Who the heck is that “Shaw” who absurdly guessed the minimum would be 6 million?
He just might be right, considering refreezing is already starting in places as obvious as the “North Pole Camera.” http://sunriseswansong.wordpress.com/2013/08/06/north-pole-camera-one-pictures-polar-bear-tracks/
Who is that guy? I researched the guy. He’s nothing but a goat farmer. If that absurd dude beats Climate Scientists, the situation will be embarrassing to all involved.

StephenP
August 13, 2013 12:30 am

Does anybody or any organisation map the temperature and direction of waters entering the Arctic via the Bering Strait etc?

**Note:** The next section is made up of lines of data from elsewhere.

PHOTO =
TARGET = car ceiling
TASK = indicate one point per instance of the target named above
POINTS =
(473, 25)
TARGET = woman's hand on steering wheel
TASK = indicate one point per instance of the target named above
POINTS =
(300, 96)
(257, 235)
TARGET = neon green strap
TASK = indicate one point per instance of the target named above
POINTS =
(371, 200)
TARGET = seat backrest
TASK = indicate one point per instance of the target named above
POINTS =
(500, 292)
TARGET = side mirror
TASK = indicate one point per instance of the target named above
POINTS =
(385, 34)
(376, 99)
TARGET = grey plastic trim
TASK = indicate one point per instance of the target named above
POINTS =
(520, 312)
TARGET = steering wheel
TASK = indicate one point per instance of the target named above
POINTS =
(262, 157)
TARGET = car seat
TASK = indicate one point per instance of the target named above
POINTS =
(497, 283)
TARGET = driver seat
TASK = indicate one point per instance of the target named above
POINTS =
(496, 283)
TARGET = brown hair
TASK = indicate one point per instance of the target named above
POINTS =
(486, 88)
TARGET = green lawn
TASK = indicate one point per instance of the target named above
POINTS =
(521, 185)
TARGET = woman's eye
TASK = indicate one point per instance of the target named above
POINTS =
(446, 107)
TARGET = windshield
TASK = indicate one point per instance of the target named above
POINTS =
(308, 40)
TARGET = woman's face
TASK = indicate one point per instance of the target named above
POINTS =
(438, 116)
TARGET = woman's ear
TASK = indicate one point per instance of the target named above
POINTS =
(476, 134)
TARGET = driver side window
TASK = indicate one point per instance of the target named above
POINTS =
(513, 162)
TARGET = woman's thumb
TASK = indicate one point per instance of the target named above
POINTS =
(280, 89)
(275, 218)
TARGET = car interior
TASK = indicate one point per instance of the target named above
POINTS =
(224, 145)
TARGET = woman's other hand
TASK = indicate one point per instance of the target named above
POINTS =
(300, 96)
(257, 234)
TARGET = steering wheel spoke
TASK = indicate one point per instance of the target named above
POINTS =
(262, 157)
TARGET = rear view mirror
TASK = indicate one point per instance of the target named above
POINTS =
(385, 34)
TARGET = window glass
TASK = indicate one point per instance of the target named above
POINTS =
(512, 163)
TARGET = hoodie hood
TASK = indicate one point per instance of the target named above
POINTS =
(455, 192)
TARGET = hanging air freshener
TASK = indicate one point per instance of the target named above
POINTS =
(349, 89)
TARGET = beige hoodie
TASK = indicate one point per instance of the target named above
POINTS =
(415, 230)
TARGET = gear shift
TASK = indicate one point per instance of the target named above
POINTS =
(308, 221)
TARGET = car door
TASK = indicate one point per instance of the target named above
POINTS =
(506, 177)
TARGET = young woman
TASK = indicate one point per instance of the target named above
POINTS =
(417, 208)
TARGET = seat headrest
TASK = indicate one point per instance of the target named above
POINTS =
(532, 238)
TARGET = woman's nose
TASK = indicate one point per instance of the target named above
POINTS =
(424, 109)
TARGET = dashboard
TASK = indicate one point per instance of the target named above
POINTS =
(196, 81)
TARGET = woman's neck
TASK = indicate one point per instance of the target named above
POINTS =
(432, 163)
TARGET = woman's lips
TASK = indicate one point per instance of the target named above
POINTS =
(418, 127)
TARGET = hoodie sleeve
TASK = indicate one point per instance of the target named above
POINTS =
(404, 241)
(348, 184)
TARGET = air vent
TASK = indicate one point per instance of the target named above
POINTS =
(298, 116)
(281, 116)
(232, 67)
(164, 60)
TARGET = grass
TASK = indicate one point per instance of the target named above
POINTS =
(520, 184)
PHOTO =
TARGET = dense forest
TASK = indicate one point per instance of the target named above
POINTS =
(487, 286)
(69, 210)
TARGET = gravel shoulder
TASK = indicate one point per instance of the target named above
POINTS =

As the temperatures in the Arctic seem to have been cooler than many previous years, one would expect the ice melt to be less, IF it is the air temperature mainly responsible for causing the melt.
However if the melt is affected also by the seawater around it, (like ice in a gin and tonic!), then the sea temperature should have a significant bearing on the ice melt.